!MARCS young electronic magazine
AUSGABE: November 2005


Rubrik: JAM

BUCHTIPP: Ich und die anderen

Hast du ein Problem? Versuch es zu beseitigen. Klappt es nicht? Geh dem Problem aus dem Weg. Klappt auch das nicht? Lass dein Problem hinter dir und zieh in eine andere Stadt. Versteck dich. Flieh!


Denn es heißt ja bekanntlich: Aus den Augen aus dem Sinn...
Doch was tun, wenn dein Problem du selbst bist? Du kannst dich nicht vor dir selber verstecken.

Andy Gage hat so ein Problem. Er hat eine multiple Persönlichkeitsstörung. In seinem Kopf gibt es ein Haus, in dem außer ihm noch viele andere Personen wohnen.

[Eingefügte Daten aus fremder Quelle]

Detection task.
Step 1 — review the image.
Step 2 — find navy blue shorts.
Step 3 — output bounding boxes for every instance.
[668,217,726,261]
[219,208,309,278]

Andy war noch ein Kind als sein Vater starb und seine Mutter einen anderen Mann heiratete. Damals wusste Andy noch nicht was der Stiefvater für eine Rolle in seinem Leben spielen wird. Doch die Wahrheit lies nicht lange auf sich warten. Andy war noch ein hilfloses kleines Kind als er zum ersten Mal in seinem Leben von seinem Stiefvater sexuell missbraucht wurde. Es passierte nicht nur das eine Mal. Nein, er musste es viele Jahre über sich ergehen lassen. Doch das Schlimmste war und ist für ihn, dass seine Mutter, die er so geliebt hat, davon wusste und nichts unternahm. Jetzt ist Andy erwachsen und hat das Haus und alle seine Bewohner unter Kontrolle. Zumindest die meiste Zeit. Aber er ist nicht der einzige Multiple auf der Welt. Und als er auf Penny Driver, eine völlig verwirrte junge Frau, trifft, beschliest er ihr zu helfen. Penny hat noch nicht verstanden was mit ihr los ist. Um sich dessen richtig bewusst zu werden, dass man eine MP-Störung hat, muss man einen langen und mühsamen Weg gehen. Und wenn man diesen endlich geschafft hat, liegt noch ein viel weiterer Weg vor einem, der eine gewisse Ordnung im Unterbewusstsein herstellt. Diesen Weg ganz alleine zu gehen ist die Hölle, das weiß Andrew. Oder besser gesagt, weiß dies sein Vater Aaron, der das Haus in Andy Gages Kopf baute noch bevor Andrew erschaffen wurde. Penny will sich am Anfang nicht helfen lassen, weil sie nicht an MP-Störungen glaubt. Gut, sie hat des Öfteren Black Outs, aber das heißt noch gar nichts. Die Tatsache, dass sich ihre Black Outs Tage, Wochen ja manchmal sogar Monate hinziehen, ignoriert sie zuerst. Warum sollte sie denn dem armen Spinner, der schon ein paar Mal in der geschlossenen Abteilung gelandet war, auch glauben? Sie ist bis jetzt mit ihrem Leben einigermaßen klargekommen und das sollte auch so bleiben. Penny war nie richtig mit ihrer Situation zufrieden, falls man es überhaupt eine Situation nennen konnte. Aber sie hatte gelernt sich auf die hilfreichen Botschaften, die sie immer und besonders nach einem Black Out überall vorfand, zu achten. Sie hatte nicht die leiseste Ahnung von wem diese Botschaften waren, denn ihre Schrift war das bestimmt nicht. Aber sie wusste, dass der, der ihr das geschrieben hatte, es gut mit ihr meinte.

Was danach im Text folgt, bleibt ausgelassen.